Who is Yulia Tymoshenko?

The former businesswoman came to prominence on the world stage during Ukraine's 2004 Orange Revolution. She was one of the leaders of the successful campaign to overthrow Viktor Yanukovych, who had claimed victory in that year's disputed presidential election. Following the revolution she was appointed prime minister by President Viktor Yushchenko but was dismissed a few months later after conflicts within the coalition. She regained the premiership in 2007 but political squabbling with Mr Yushchenko continued. She was defeated by Viktor Yanukovych in the presidential election of 2010 which outside observers generally deemed to be fair, and was forced out of office shortly afterwards.

On what charges was she convicted?

She was jailed on 11 October for criminally exceeding her authority over a 10-year gas contract signed with Russia in January 2009. Prosecutors said Mrs Tymoshenko had not had cabinet approval to sign and the deal had been ruinous for the Ukrainian economy. She denied the charges. This is not the first case to be brought against the former prime minister. In December 2010, she was charged with misusing 320m euros (£270m; $425m) received by the government in 2009 for the sale of carbon credits.

Why was she held on remand during her trial?
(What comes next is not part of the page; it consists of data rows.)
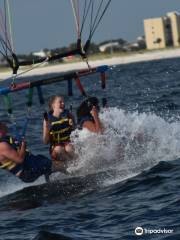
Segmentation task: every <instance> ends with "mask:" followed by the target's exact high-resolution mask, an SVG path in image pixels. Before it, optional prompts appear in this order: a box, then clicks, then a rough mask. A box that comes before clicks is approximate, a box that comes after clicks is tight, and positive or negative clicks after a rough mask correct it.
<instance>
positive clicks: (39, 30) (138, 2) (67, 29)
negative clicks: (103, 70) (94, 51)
mask: <svg viewBox="0 0 180 240" xmlns="http://www.w3.org/2000/svg"><path fill="white" fill-rule="evenodd" d="M94 1H99V0H94ZM79 2H80V4H81V5H82V4H83V2H84V0H79ZM2 3H3V0H0V6H1V7H2ZM10 3H11V8H12V15H13V32H14V37H13V38H14V45H15V49H16V52H17V53H28V52H32V51H39V50H41V49H43V48H49V49H52V48H56V47H63V46H67V45H69V44H70V43H72V42H75V41H76V38H77V37H76V31H75V25H74V19H73V13H72V9H71V4H70V0H10ZM170 11H180V0H112V3H111V5H110V7H109V9H108V11H107V13H106V15H105V17H104V18H103V21H102V23H101V25H100V26H99V28H98V30H97V32H96V33H95V36H94V37H93V41H94V42H95V43H99V42H101V41H104V40H108V39H116V38H123V39H125V40H128V41H130V42H133V41H135V40H136V38H137V37H138V36H140V35H143V34H144V29H143V19H145V18H152V17H159V16H163V15H165V14H166V13H167V12H170Z"/></svg>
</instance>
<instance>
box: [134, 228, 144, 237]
mask: <svg viewBox="0 0 180 240" xmlns="http://www.w3.org/2000/svg"><path fill="white" fill-rule="evenodd" d="M135 234H136V235H138V236H140V235H143V228H142V227H136V228H135Z"/></svg>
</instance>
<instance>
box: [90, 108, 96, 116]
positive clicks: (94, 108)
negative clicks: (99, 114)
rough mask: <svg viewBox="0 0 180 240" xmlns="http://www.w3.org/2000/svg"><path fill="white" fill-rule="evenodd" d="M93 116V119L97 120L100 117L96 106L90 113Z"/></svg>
mask: <svg viewBox="0 0 180 240" xmlns="http://www.w3.org/2000/svg"><path fill="white" fill-rule="evenodd" d="M90 113H91V115H92V116H93V118H97V117H98V111H97V109H96V107H95V106H93V108H92V110H91V111H90Z"/></svg>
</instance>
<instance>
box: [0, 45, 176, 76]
mask: <svg viewBox="0 0 180 240" xmlns="http://www.w3.org/2000/svg"><path fill="white" fill-rule="evenodd" d="M176 57H180V48H175V49H165V50H156V51H151V52H143V53H135V54H131V55H129V56H118V57H112V58H106V59H101V60H93V61H91V60H90V61H89V64H90V66H91V67H95V66H100V65H109V66H112V65H119V64H128V63H135V62H145V61H152V60H160V59H168V58H176ZM85 68H87V64H86V62H76V63H66V64H58V65H52V66H49V65H48V64H47V63H46V66H41V67H37V68H34V69H33V70H32V71H29V72H26V73H25V74H23V75H21V76H23V77H28V76H33V75H34V76H37V75H45V74H50V73H63V72H67V71H72V70H81V69H85ZM30 69H31V67H30ZM22 72H23V71H22V70H21V71H19V74H20V73H22ZM10 77H11V72H10V71H7V72H2V73H0V80H5V79H6V78H10Z"/></svg>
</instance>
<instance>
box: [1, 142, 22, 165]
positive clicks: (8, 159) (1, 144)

On 5 August, trial judge Rodion Kireyev ordered Yulia Tymoshenko to be remanded in custody, accusing her of repeated violations of court rules, including impeding proceedings. She had reportedly refused to stand up while addressing the judge and questioned his objectivity during the trial. One of her lawyers, Sergei Vlasenko, described her detention as "unprecedented and illegal". The prosecution had accused Mrs Tymoshenko of failing to take the trial seriously and mocking the judge and witnesses - who have included current Prime Minister Mykola Azarov. She has also sent tweets from inside the courtroom.

Was this a show trial?

Mrs Tymoshenko and her supporters have repeatedly denounced the trial - she called it a "political lynching". She says the proceedings are an attempt by President Yanukovych to bar her from future elections. The Ukrainian government rejects these accusations and insists it is not interfering with the legal system. The US and EU have criticised the charges, saying they constitute selective prosecution of political opponents. EU Enlargement Commissioner Stefan Fuele suggested Ukraine's EU integration hopes could be undermined. "If she indeed is put in prison... it would be problematic," he said. Ukraine's PM called such external pressure "immoral".

What has been the reaction outside the court?

Her trial appearances have provoked confrontations between hundreds of her supporters and riot police.